Im zweiten Jahr schon Meisterehren

In seinem Kinderzimmer hatte der achtjährige Fillin Lorenz aus Glauchau sein Ziel stets vor Augen. Auch Zukunftspläne sind beim Motorradrennsportler schon geschmiedet.

Glauchau.

Er hat es geschafft. Fillin Lorenz gewann in diesem Jahr den ADAC-Pocket-Bike-Cup. In der Klasse BLATA siegte der achtjährige Glauchauer bei sechs der insgesamt 16 Rennen, stand sechs weitere Male auf dem Podest und setzte sich damit am Ende knapp gegen zwei ihm ziemlich auf die Pelle gerückte Kontrahenten durch.

Nach Gesamtrang 10 in der vergangenen Saison, seinem Debütjahr, kommt das einem Quantensprung gleich. "Das war mein absolutes Ziel. Ich habe das ganze Jahr über und bei jedem Rennen nur daran gedacht", klärt Fillin Lorenz auf. Dazu ließen er und seine Familie in seinem Kinderzimmer extra einen besonderen Platz für den Siegerpokal frei. "Jeden Abend vorm Schlafengehen haben wir auf den leeren Platz gezeigt und gesagt: Dort kommt er hin und den holen wir", sagt sein Vater Michael.

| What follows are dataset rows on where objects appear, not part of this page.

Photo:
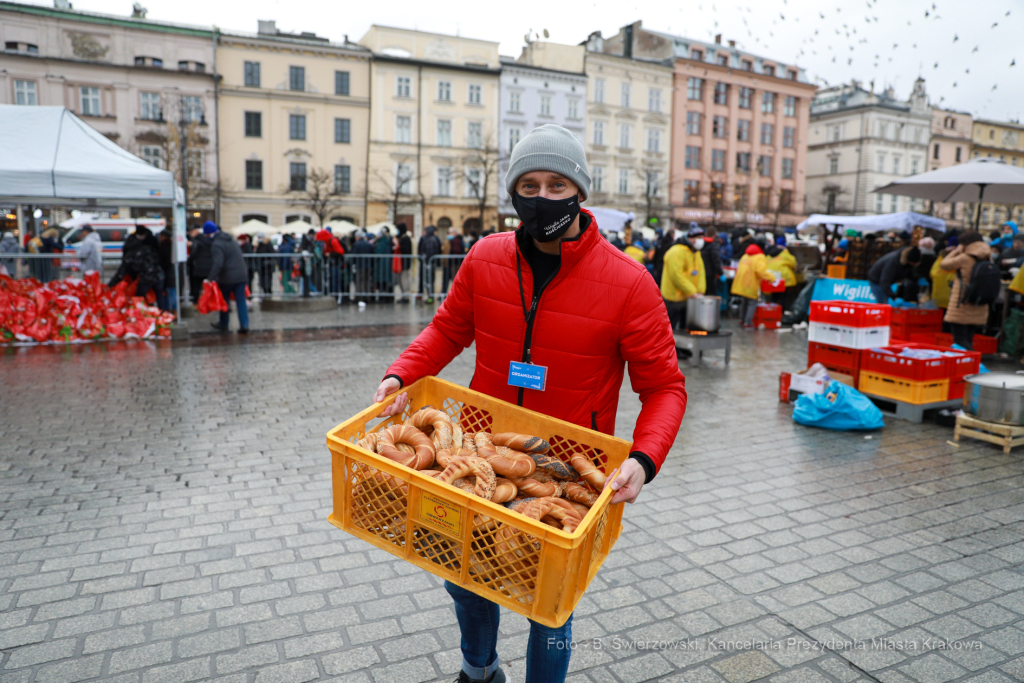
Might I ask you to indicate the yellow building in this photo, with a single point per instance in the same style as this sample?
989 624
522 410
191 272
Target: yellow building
433 146
1005 141
294 115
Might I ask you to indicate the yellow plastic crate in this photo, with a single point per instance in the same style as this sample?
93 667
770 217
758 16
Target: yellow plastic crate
525 565
902 389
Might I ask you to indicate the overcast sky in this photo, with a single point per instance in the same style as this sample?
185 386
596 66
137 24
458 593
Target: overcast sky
891 42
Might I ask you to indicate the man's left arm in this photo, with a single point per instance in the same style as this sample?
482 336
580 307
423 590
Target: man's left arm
649 348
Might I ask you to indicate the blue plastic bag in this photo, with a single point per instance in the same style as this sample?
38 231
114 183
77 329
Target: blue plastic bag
841 408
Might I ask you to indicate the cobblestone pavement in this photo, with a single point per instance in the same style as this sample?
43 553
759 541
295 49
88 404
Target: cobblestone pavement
163 518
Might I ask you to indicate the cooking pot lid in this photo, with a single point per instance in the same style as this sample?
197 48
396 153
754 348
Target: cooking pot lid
998 380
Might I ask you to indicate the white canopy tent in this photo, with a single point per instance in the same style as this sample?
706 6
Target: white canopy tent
904 220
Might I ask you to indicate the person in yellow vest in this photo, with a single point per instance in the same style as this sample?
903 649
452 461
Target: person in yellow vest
752 269
784 263
683 273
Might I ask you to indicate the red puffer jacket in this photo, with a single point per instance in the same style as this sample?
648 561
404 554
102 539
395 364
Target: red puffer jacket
600 310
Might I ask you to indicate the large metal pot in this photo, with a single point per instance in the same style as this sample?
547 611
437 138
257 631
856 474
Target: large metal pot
995 397
704 313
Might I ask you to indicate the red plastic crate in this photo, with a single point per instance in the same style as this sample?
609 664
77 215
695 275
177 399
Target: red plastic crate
850 314
893 365
929 316
837 355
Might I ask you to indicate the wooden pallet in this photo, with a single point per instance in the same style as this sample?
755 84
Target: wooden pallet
1006 435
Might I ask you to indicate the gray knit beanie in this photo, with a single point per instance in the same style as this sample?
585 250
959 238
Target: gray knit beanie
550 147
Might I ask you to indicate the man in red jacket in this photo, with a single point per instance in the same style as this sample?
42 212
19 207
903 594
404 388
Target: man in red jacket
558 298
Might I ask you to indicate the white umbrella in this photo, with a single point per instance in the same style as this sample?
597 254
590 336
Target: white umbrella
978 180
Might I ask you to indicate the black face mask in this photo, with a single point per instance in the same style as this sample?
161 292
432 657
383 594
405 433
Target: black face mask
545 219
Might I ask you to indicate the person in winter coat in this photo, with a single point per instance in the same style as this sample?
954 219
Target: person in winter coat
429 246
965 318
200 260
90 252
9 246
554 294
683 276
893 268
229 272
752 269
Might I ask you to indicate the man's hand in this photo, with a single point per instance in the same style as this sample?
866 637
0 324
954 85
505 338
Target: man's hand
630 481
387 387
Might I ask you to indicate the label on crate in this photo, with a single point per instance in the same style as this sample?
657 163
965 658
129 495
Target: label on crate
440 513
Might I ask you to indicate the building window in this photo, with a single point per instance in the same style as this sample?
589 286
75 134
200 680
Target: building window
252 74
692 123
297 78
297 176
474 135
718 160
297 126
254 124
254 174
624 135
788 137
343 130
694 88
743 130
745 96
787 168
691 193
341 81
25 93
90 101
721 93
443 133
654 99
443 181
153 155
514 135
402 85
653 139
692 157
624 181
403 129
150 107
720 126
193 105
742 162
342 178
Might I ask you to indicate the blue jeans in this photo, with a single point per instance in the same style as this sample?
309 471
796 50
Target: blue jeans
240 304
548 651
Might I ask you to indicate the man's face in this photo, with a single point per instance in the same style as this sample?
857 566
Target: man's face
548 184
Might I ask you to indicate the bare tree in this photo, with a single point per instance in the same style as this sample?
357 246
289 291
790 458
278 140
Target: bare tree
320 194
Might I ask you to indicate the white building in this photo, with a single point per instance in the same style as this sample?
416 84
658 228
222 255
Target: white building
860 140
531 96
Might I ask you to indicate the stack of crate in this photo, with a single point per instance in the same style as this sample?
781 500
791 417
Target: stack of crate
840 332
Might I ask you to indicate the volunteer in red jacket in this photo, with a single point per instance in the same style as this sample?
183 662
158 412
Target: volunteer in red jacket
555 301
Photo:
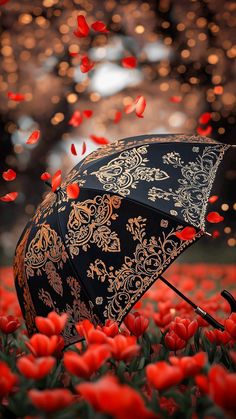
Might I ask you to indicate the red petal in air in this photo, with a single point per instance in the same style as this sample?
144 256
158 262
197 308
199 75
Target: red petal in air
213 199
214 217
45 176
73 190
17 97
88 113
76 119
83 29
140 102
73 150
99 26
204 131
34 137
9 175
83 148
175 99
204 118
86 65
118 116
99 140
188 233
129 62
56 180
9 197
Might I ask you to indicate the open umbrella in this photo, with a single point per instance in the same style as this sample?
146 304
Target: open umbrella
95 256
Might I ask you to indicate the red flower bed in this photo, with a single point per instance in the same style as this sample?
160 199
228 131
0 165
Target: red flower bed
163 361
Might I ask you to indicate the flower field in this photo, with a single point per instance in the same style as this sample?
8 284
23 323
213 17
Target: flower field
163 361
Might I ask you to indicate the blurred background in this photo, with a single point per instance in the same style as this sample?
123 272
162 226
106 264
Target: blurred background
186 66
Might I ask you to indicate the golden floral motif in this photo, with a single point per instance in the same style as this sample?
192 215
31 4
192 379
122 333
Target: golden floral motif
195 183
89 222
45 246
126 170
129 282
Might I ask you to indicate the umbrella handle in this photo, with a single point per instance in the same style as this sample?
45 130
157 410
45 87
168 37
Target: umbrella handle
231 300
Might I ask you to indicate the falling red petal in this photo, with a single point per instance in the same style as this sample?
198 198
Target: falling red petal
9 197
99 26
73 190
83 29
73 150
204 131
204 118
175 99
76 119
17 97
45 176
118 116
56 180
9 175
86 64
188 233
129 62
213 199
214 217
88 113
99 140
34 137
83 148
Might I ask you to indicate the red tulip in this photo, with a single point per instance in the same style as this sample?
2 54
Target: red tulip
51 400
9 324
214 217
7 379
136 323
162 375
173 342
129 62
221 387
89 362
53 324
35 368
218 337
184 328
41 345
119 401
9 175
230 325
86 329
123 347
83 29
190 365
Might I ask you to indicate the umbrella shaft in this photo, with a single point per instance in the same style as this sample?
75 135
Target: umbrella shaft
197 309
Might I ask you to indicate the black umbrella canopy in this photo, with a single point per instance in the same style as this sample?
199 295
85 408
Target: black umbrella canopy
94 257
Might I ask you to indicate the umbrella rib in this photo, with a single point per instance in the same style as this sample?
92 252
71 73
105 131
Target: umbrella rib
206 316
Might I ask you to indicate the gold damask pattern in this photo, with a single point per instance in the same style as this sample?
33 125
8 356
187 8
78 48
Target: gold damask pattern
76 311
126 143
196 182
89 222
21 280
45 246
128 283
126 170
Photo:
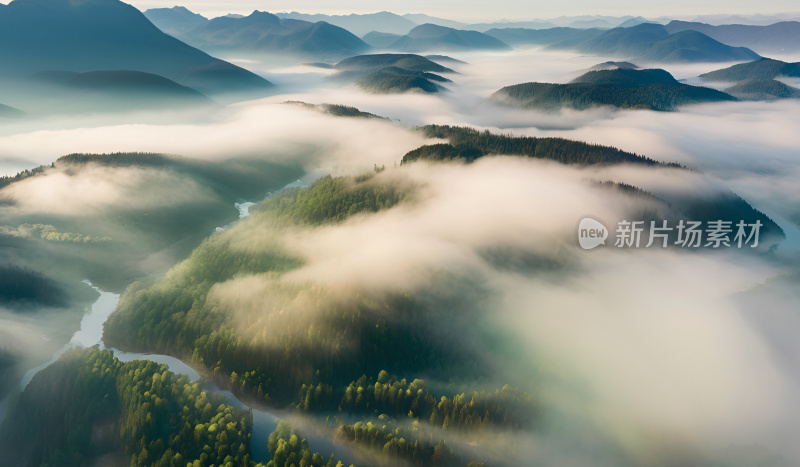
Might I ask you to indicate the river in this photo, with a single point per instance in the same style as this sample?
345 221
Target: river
90 334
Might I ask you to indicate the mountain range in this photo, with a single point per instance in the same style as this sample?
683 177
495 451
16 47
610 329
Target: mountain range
764 69
265 32
652 42
644 41
176 20
393 80
90 35
622 88
115 91
763 90
411 62
433 37
778 37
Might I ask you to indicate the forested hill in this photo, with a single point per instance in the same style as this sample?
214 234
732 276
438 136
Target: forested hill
581 96
763 69
468 144
233 179
397 80
88 404
627 76
763 90
366 63
307 347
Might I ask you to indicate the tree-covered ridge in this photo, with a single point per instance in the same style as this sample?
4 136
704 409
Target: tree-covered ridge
88 404
269 355
763 69
468 144
289 448
626 76
337 110
763 90
399 80
506 408
581 96
411 62
27 173
332 199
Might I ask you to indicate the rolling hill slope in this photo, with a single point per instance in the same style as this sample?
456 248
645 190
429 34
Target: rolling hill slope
393 80
91 35
366 63
522 36
763 90
620 88
778 37
359 24
764 69
265 32
175 20
433 37
653 42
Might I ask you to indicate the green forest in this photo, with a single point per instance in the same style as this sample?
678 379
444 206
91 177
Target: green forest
468 144
581 96
313 357
89 404
398 80
763 69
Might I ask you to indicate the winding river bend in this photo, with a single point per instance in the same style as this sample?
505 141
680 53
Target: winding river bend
264 422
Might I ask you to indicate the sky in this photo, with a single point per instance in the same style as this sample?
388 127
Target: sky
482 10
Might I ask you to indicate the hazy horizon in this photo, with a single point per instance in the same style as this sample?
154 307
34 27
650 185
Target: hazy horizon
475 11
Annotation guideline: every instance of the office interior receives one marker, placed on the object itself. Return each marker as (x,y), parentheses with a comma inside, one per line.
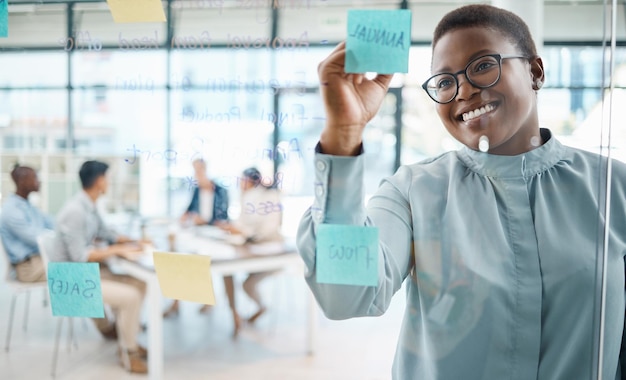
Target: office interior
(235,82)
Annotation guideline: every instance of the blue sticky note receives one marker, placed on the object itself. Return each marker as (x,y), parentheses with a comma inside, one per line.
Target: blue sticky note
(347,255)
(378,41)
(75,290)
(4,18)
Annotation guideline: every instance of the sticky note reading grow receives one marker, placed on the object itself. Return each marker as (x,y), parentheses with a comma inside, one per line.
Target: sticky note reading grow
(136,10)
(4,18)
(75,290)
(347,255)
(185,277)
(378,41)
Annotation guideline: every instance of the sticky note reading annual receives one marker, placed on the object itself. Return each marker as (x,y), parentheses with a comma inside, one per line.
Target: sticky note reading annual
(185,277)
(347,255)
(75,290)
(136,10)
(378,41)
(4,18)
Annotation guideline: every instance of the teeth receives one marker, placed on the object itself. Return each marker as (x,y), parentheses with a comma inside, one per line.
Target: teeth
(477,112)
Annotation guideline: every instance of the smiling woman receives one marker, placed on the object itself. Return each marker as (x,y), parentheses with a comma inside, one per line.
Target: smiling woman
(490,284)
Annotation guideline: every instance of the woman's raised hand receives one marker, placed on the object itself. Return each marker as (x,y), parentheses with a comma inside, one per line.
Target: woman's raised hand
(350,101)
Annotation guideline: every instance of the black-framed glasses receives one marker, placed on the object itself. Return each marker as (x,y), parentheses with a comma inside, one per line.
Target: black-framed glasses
(481,72)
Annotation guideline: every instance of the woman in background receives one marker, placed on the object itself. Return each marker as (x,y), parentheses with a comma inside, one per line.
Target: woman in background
(260,221)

"Ich habe im vorigen Jahr viel gelernt und nachdem ich beim ersten Rennen dieses Jahr einmal Zweiter und einmal Erster geworden war, habe ich gewusst, dass ich es schaffen kann", sagt der 1,38 m große Steppke. Vor dem Saisonfinale in Templin war Fillin Lorenz Tabellenzweiter. Doch die Familie überließ nichts dem Zufall. Bereits am Montag ging es Richtung Brandenburg, um von Dienstag bis Freitag jeden Tag von früh bis abends im Wechsel mit Schulaufgaben zu trainieren. Die Aufgaben hatte Fillin von der Schule mitbekommen, sodass einer Freistellung nichts im Wege stand.

Der Plan ging auf. Mit dem Trainingsvorsprung fuhr Fillin Lorenz zwei überlegene Siege in der BLATA-Klasse ein, wobei er sogar um den Gesamtsieg auf der Strecke gegen die etwas leistungsstärkeren GRCs gekämpft hatte. Das ist in der Regel zwar mit einer erhöhten Sturzgefahr verbunden, doch wiegelt der Pilot des AMC Sachsenring ab: "Ich bin nicht taktisch gefahren. Ich fahre immer so schnell es geht."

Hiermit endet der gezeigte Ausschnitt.